Authentication in Sourcebot

Sourcebot's authentication system is built on NextAuth.js with a JWT-based session strategy and uses an encrypted Prisma adapter for database persistence. The core configuration lives in auth.ts.

Core NextAuth Configuration

The main NextAuth() call exports handlers, signIn, signOut, and auth auth.ts:147-253. Key settings include:

Session strategy: JWT (strategy: "jwt") auth.ts:150-152
Database adapter: EncryptedPrismaAdapter which wraps the standard Prisma adapter to automatically encrypt OAuth tokens (access, refresh, id tokens) before storage encryptedPrismaAdapter.ts:21-30
Custom login page: /login auth.ts:248-252

Authentication Providers

Providers are assembled via the getProviders() function auth.ts:52-145. There are two built-in provider types:

Email/Magic Link – enabled when SMTP_CONNECTION_URL, EMAIL_FROM_ADDRESS, and AUTH_EMAIL_CODE_LOGIN_ENABLED are set.
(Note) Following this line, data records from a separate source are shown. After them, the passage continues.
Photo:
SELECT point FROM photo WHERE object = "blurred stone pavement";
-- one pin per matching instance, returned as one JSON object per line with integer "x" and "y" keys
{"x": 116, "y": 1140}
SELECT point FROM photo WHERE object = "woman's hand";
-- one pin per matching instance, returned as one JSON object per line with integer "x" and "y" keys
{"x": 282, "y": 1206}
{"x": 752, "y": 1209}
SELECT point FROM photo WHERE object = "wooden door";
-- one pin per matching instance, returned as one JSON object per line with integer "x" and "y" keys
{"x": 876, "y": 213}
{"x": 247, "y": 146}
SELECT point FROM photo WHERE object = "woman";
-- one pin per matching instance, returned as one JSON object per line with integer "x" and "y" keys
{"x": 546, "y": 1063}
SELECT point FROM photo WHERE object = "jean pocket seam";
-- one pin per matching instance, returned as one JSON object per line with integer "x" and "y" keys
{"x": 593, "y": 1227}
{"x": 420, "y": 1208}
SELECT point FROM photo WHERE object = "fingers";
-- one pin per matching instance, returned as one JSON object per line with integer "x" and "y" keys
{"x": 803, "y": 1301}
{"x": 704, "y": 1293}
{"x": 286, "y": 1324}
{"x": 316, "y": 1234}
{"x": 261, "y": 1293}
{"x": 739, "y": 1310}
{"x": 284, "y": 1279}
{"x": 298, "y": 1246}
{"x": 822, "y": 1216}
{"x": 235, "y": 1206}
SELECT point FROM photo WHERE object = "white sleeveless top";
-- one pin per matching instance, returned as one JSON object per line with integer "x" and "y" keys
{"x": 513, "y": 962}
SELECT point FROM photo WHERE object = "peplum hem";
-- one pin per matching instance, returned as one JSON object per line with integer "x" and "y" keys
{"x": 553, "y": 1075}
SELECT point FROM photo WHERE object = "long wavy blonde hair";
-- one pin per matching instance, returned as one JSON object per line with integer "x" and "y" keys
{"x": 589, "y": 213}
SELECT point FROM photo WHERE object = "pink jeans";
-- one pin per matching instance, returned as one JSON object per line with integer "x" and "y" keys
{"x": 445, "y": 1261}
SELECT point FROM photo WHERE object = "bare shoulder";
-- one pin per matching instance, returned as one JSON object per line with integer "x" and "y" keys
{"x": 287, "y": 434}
Sends a 6-digit OTP code via email using Nodemailer auth.ts:55-83
Credentials (email + password) – enabled when AUTH_CREDENTIALS_LOGIN_ENABLED is true. On first login for an unknown email, it auto-creates the user with a bcrypt-hashed password. For existing users, it verifies the password via bcrypt.compareSync auth.ts:85-141

Enterprise SSO Providers (EE)

When the sso entitlement is present, enterprise identity providers are loaded from the config file via getEEIdentityProviders() sso.ts:22-119. Supported providers include:

GitHub (including GitHub Enterprise) sso.ts:121-144
GitLab (including self-hosted) sso.ts:146-174
Google sso.ts:176-182
Okta sso.ts:184-191
Keycloak sso.ts:193-200
Microsoft Entra ID sso.ts:202-209
Authentik sso.ts:211-218
GCP IAP (verifies x-goog-iap-jwt-assertion header) sso.ts:220-294

Each provider has a purpose of either "sso" (for login) or "account_linking" (for linking additional accounts), and can optionally be required auth.ts:28-32.

JWT & Session Callbacks

JWT callback: Caches the userId in the JWT token on sign-in, and refreshes linked account tokens if the permission-syncing entitlement is present auth.ts:214-229
Session callback: Propagates the userId and any linkedAccountProviderErrors from the JWT to the session object (which is sent to the client) auth.ts:230-245

Token Encryption

OAuth tokens are encrypted before database storage via encryptAccountTokens in the adapter encryptedPrismaAdapter.ts:9-16 and via encryptAccountData during re-authentication updates in the signIn event auth.ts:156-178.

Request-Level Authentication (`withAuthV2`)

Server actions and API endpoints use withAuthV2 to authenticate requests withAuthV2.ts:27-41. The getAuthenticatedUser function supports two authentication methods withAuthV2.ts:101-154:

JWT session – calls auth() from NextAuth to check for a valid session withAuthV2.ts:103-116
API Key – if no session, checks the X-Sourcebot-Api-Key header. API keys are formatted as sourcebot-<secret>, hashed, and looked up in the database withAuthV2.ts:119-151

There's also withOptionalAuthV2 for routes that support anonymous access (when the org has it enabled and the anonymous-access entitlement is present) withAuthV2.ts:43-67.

Role-Based Authorization

Authorization is organization-based with three roles: GUEST, MEMBER, and OWNER. The withMinimumOrgRole helper enforces role-level checks with a numeric precedence system withAuthV2.ts:179-207.

User Creation & Organization Assignment

When a new user signs up, the onCreateUser callback authUtils.ts:19-126:

Makes the first user the OWNER of the default organization authUtils.ts:76-109
Subsequent users are added as MEMBER if the org doesn't require member approval and has available seats authUtils.ts:110-124

Audit Logging

Sign-in and sign-out events are logged via the audit service auth.ts:180-211.